So this is a bit of a convenience property by calling
AudioUnitSetProperty and specifying sample rate,
we can apply the same sample rate that
we got from hardware and this ensures
that the mixer has the same sample rate on input and output.
That's very important because mixers
do not perform sample rate conversion.
So the audio units are configured and the
next step is to connect them together.
First, we need to connect the input side
of the I/O unit to the input of the mixer.
We call AUGraphConnectNodeInput.
And the semantic here is source to destination.
The numbers indicate the bus number of the audio unit.
So we're connecting element 1 or bus 1, those are synonyms
of the I/O node, that's the input part of the I/O unit
to the input of the mixer with this call.
Likewise, we call AUGraphConnectNodeInput again to connect
the output of the mixer to the output part of the I/O unit.
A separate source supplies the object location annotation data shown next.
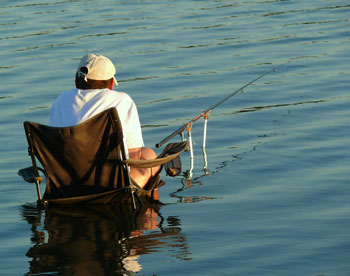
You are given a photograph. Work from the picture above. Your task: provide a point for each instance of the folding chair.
(87, 163)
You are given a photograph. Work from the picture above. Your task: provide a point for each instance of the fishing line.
(207, 112)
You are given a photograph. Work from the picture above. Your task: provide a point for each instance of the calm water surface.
(276, 199)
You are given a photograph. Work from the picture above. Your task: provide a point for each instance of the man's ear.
(76, 82)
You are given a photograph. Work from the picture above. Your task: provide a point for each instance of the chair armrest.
(170, 152)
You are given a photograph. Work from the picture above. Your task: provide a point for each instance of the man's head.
(95, 72)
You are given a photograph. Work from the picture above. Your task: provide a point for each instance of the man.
(94, 81)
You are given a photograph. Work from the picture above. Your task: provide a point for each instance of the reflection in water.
(99, 239)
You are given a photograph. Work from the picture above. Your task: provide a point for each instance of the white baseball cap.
(99, 68)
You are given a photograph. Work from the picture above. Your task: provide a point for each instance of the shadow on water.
(99, 239)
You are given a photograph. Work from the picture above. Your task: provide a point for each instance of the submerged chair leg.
(38, 190)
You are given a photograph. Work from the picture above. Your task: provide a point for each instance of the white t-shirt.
(75, 106)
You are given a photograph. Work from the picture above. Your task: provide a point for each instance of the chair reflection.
(99, 239)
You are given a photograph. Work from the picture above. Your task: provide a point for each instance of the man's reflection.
(99, 239)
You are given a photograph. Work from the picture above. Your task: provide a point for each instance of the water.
(276, 201)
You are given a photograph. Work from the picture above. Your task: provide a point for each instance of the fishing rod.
(206, 113)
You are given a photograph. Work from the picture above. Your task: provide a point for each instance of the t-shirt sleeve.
(132, 126)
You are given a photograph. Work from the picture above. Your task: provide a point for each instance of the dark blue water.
(276, 199)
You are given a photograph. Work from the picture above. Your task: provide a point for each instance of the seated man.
(94, 81)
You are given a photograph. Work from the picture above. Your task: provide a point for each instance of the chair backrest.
(83, 159)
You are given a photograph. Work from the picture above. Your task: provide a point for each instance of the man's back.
(77, 105)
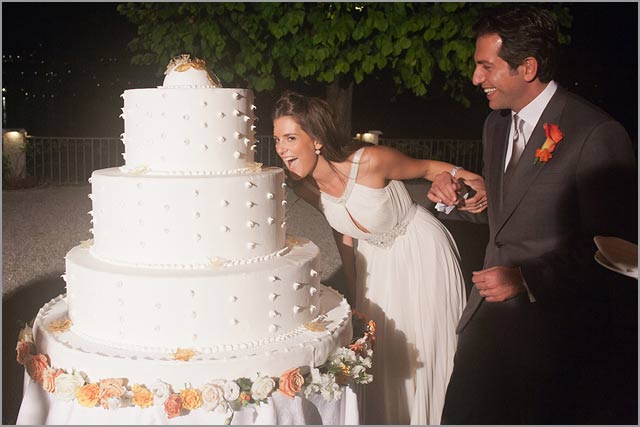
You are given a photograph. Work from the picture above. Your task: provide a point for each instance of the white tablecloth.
(40, 407)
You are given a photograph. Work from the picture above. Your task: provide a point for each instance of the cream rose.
(173, 405)
(231, 391)
(262, 387)
(111, 388)
(66, 386)
(291, 382)
(49, 379)
(212, 395)
(191, 398)
(161, 392)
(142, 396)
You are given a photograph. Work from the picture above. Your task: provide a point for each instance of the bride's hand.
(444, 189)
(478, 202)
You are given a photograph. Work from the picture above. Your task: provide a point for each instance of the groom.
(535, 334)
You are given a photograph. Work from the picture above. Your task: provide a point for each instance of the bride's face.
(295, 147)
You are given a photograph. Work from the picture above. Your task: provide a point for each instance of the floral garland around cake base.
(344, 365)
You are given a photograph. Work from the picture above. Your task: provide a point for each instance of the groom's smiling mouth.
(488, 90)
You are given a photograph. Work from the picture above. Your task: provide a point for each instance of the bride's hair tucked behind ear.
(316, 118)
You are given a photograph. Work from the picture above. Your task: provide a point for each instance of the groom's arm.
(607, 204)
Well, that's most of the code.
All that's left is to provide the
user interface and to initialize
and then start the processing graph
which starts audio moving.
To provide the user interface we need one more--
we need to understand one more characteristic of
audio units and that is the Audio Unit Parameter.
So parameters like properties are key-value pairs but unlike
properties they're intended to be varied during processing.
Parameters that you'll run into a lot and some of which
we'll use today are volume, muting, stereo panning position,
and that way it works is that you create a user
interface to let the user control the parameters
and then connect that user interface to the audio unit.
A parameter key is an identifier
that is defined by the audio unit.
The parameter value is always of
the same type, it's 32-bit float.
And it's up to the audio unit to define the
meaning and permissible range for that value.
Here's an example of what our documentation
looks like for a parameter
and all of the parameters are described
in Audio Unit Parameters Reference.
So let's build a user interface.
We'll use a UI slider object from UIKit which is
a natural choice for doing something like panning.
Here you see one with some labels around it.
And we're going to apply the value of the slider thumb
position to the pan parameter of the Multichannel Mixer.
I will just mention that this parameter, this pan parameter
for the Multichannel Mixer is a new feature of iOS 4.
We'll save the value of the thumb into
a variable to apply to the audio unit.
We'll call it here new pan position.
And set it like this using the
AudioUnitSetParameter function call.
Again it's a key-value semantic,
same way as with properties.
Now to convey the position of a UI widget
on the screen into this C function,
we wrap it in an IB action method like this.
And that's all there is to creating a user
interface for an audio unit parameter.
Next we initialize the graph and what that does is check
all of the connections and formats that you specified.
Make sure that they're all valid.
It conveys formats from source to destination in
some cases and if everything returns without error,
you can start the audio processing
graph and audio starts moving.
Sometime later you can-- when you're done with your
audio you can call AUGraphStop and audio stops.
And that is most of the audio code that
you use to create the sample you saw.
To see all of it, you can download it.
It's available at the attendee site linked
from the detailed description for the session.
Next we're going to look at a rather
different sort of audio unit application.
And that is one that does not take audio from the microphone
but instead uses audio that the application generates.
In this part of the talk, we'll again start with a demo
to see what we're aiming at and what this is about.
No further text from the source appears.